Zetzwil

An der Zetzwiler Gwärbi gab es die kleinste Baustelle der Region zu sehen

Die Gewerbeausstellung von Zetzwil und Gontenschwil lockte am Wochenende gegen 8000 Besucher an. Hauptattraktion waren schwere Maschinen im Kleinformat.

Eine grosse Baustelle war die grosse Attraktion der Gwärbi. Doch waren nicht etwa die Vorbereitungsarbeiten für die Gewerbeausstellung von Zetzwil und Gontenschwil in Verzug und die Besucher konnten noch beobachten, wie Zelte oder Stände aufgebaut wurden. Nein, die Firma K. Hirt AG hatte eine Baustelle en miniature eingerichtet. Dort schaufelten Bagger Erde auf Lastwagen. Diese transportierten das Material an einen anderen Platz, wo es abgeladen und von einer Planierraupe flachgewalzt wurde. Jede Viertelstunde sah das Gelände völlig anders aus.

Die Bedienung der Baugeräte blieb den Mitarbeitern der K. Hirt AG vorbehalten; die Zuschauer, insbesondere kleine Buben und ihre Väter, verfolgten das Geschehen fasziniert vom Rand aus und konnten sich kaum entscheiden, welche dieser naturgetreuen Mini-Maschinen sie beobachten wollten.

Wie entsteht Orchideen-Wein?

Die Gwärbi zeigte den klassischen Mix an Ausstellern: Autogarage, Schreinerei, Fensterbauer, Gartengestaltung, Bäckerei und Metzg, Möbel für drinnen und draussen. Die Gastregion Entlebuch verwöhnte die Besucher mit Würsten und Musik.
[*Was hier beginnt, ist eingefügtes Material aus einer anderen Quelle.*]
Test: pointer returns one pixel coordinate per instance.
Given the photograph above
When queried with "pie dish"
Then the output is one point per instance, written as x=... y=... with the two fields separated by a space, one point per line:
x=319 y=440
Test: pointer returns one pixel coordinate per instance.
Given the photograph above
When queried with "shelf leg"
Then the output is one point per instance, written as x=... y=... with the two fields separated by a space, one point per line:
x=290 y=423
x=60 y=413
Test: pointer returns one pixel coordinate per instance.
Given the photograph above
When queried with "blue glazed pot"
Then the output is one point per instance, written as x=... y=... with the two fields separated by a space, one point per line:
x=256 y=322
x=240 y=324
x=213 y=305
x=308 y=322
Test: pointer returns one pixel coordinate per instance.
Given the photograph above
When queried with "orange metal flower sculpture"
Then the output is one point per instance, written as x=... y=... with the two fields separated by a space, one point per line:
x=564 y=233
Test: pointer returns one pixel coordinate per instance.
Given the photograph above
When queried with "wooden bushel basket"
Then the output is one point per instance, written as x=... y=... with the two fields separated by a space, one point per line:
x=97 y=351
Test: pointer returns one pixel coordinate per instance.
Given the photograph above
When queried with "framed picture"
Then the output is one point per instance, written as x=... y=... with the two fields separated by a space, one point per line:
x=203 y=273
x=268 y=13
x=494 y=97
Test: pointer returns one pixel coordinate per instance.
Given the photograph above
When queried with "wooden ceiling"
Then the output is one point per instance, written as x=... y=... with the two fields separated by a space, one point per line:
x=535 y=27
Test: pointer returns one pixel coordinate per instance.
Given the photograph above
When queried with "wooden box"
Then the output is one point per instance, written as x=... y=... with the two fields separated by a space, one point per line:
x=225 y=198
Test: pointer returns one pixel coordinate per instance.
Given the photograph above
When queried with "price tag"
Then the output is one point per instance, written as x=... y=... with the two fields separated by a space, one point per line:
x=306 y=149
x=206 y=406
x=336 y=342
Erklärungsbedarf herrschte bei einem anderen Gastaussteller: Der Orchideen-Wein aus Villnachern warf die eine oder andere Frage auf: Wie kann Wein aus Orchideen hergestellt werden und sind diese Pflanzen nicht geschützt? Hans Küpfer von Weinbau Küpfer-Burkhard wusste die Antwort: «Natürlich wird auch unser Wein aus Trauben hergestellt. Aber sowohl Reben als auch Orchideen lieben trockene Kalkböden. Deshalb wachsen in unserem Rebberg, der an ein Naturschutzgebiet grenzt, viele Orchideen.» Die Besucher liessen sich anschliessend gerne dazu verleiten, die verschiedenen Orchideen-Weine zu degustieren und herauszufinden, ob sie nicht doch einen leicht blumigen Abgang haben.

Wer sich nach der Weindegustation am Reaktionsspiel der Valiant Bank versuchte, musste wohl einsehen, dass sich beides nicht besonders gut vereinbaren liess. Als Trostpreis gab es immerhin ein Sugus und ein Blöcklein mit Klebezetteln. Auch bei anderen Ausstellern lockten Wettbewerbe, Glücksrad und Schätzfragen mit hübschen Gewinnen.

Die Ausstellervielfalt auf kleinem Raum brachte den Besuchern der Zetzwiler Gwärbi viele Vorteile. Wer sich beispielsweise für ein Elektromobil interessierte, konnte sich gleich nebenan bei der Allianz über den richtigen Versicherungsschutz informieren. Ein solches Gefährt wird nämlich zum Hausrat gezählt.

Was fressen Pferde?

Nicht zu jedem Hausrat gehören lebende Ponys. Zwar hatte auch der Ponyhof Schwarzenberg keine aus Fleisch und Blut mitgebracht, dafür aber zwei hölzerne. Juchzend liessen sich die Kinder auf den Schaukelpferden hin und her wiegen und genossen die Aussicht vom hohen Ross herunter. Was die lebendigen Ponys gerne fressen, konnten die jungen Ausstellungsbesucher selbst erkunden: Heu, Äpfel und Müsli waren so platziert, dass auch die Kleinsten das Futterangebot mit Fingern und Nasen begutachten konnten.

Martin Bolliger, OK-Präsident aus Gontenschwil, zog am späten Sonntagnachmittag eine positive Bilanz. «Wir hatten rund 8000 Besucher. Die Aussteller waren sehr zufrieden. Die Besucher schätzten die freundliche Atmosphäre und die angenehmen Platzverhältnisse.»